Kinetic mechanism of porcine testicular 17 beta-hydroxysteroid dehydrogenase.

A study on product inhibition of 17 beta-hydroxysteroid dehydrogenase from porcine testes was carried out by measuring the initial velocities of NADPH formation using testosterone as the substrate steroid. Type of inhibition by NADPH against NADP+ was competitive in both saturated and unsaturated concentrations of testosterone. In the saturated concentration of NADP+, activity of the enzyme was not inhibited by NADPH against testosterone. In the unsaturated concentrations of NADP+, however, NADPH brought mixed type inhibition against testosterone. The similar modes of inhibition by the product steroid, androstenedione were observed in the saturated and unsaturated concentrations of NADP+ and testosterone.

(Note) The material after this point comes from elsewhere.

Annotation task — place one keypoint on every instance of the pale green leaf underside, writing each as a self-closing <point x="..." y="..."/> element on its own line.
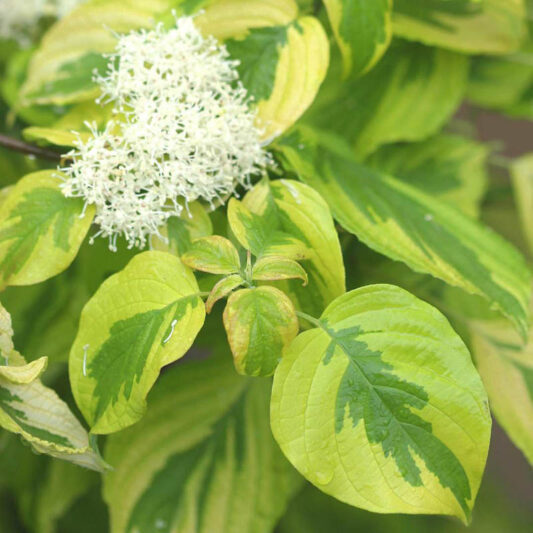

The fluorescence of NADPH was increased in the presence of the enzyme, and fluorometric titration indicated that 1 mol of NADPH was bound to 1 mol of the 17 beta-hydroxysteroid dehydrogenase. Addition of testosterone to enzyme-NADPH complex reduced the intensity of fluorescence of NADPH, suggesting formation of testosterone-enzyme-NADPH complex as a ternary dead end complex. From the analyses of product inhibition and spectral changes of NADPH, the kinetic mechanism of the enzyme was revealed as rapid equilibrium random system with two dead end complexes which consisted of the two reduced reactants bound to the enzyme and the two oxidized ones bound to it.